If you didn't read yesterday's article be sure to do so for more background information and my initial steps on causing segmentation faults for Ryzen as well as testing some theories about the faults, but so far haven't been able to find a workaround to completely avoid this problem... This article is mostly about other attempts made at trying to nail down the issue, but to no avail, as well as showing other areas where these segmentation faults can be reproduced on Ryzen.
For this article all of my testing was done using Phoronix Test Suite's stress-run functionality. As explained in yesterday's article, the stress-run command within the Phoronix Test Suite has been used by enterprise customers for stress testing / burn-ins of hardware and checking for stability. Rather than benchmarking for performance, stress-run allows executing multiple test profiles in parallel for fully loading the system with whatever workloads you would like. Using PTS_CONCURRENT_TEST_RUNS=4 TOTAL_LOOP_TIME=60 phoronix-test-suite stress-run build-linux-kernel build-php build-apache build-imagemagick will have the Phoronix Test Suite continually running four different benchmarks simultaneously for a period of 60 minutes. As soon as one test finishes, another is fired up. The stress-run algorithm randomly picks the tests of your set to run, but does look at the test profile to ensure if the tests stress multiple subsystems, it tries to ensure stress on all subsystems are always being stressed. The Phoronix Test Suite's stress-run functionality isn't advertised as much as its other features, but is very useful for loading up a system with plenty of real-world workloads concurrently. This has been my main means of reproducing the Ryzen bug.
Many of my tests were done from the Ryzen 7 1800X box with MSI X370 XPOWER TITANIUM GAMING motherboard with Linux 4.13 and Corsair DDR4-3200 memory. But I also went ahead and with my other main Ryzen testing box, the Ryzen 7 1700 (stock speeds, always) with MSI B350 TOMAHAWK motherboard, 2 x 8GB Corsair DDR4-3000MHz memory, 120GB Samsung 840 SATA 3.0 SSD, and Radeon HD 7750 also ran the Phoronix Test Suite stress-run command...

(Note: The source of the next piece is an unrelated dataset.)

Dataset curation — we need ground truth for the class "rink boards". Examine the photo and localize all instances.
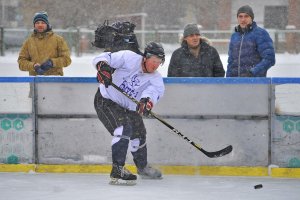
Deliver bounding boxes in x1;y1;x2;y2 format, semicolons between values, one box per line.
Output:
0;77;300;177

With this completely different box:
Sure enough with this completely different system, with all different hardware components, segmentation faults were happening. With all the tests for this article I was running the stress-run process for one hour. In that time of stressing the Ryzen 7 1700 with parallel compilation workloads, there were 53 segmentation faults recorded and the first one about two minutes after the system booted.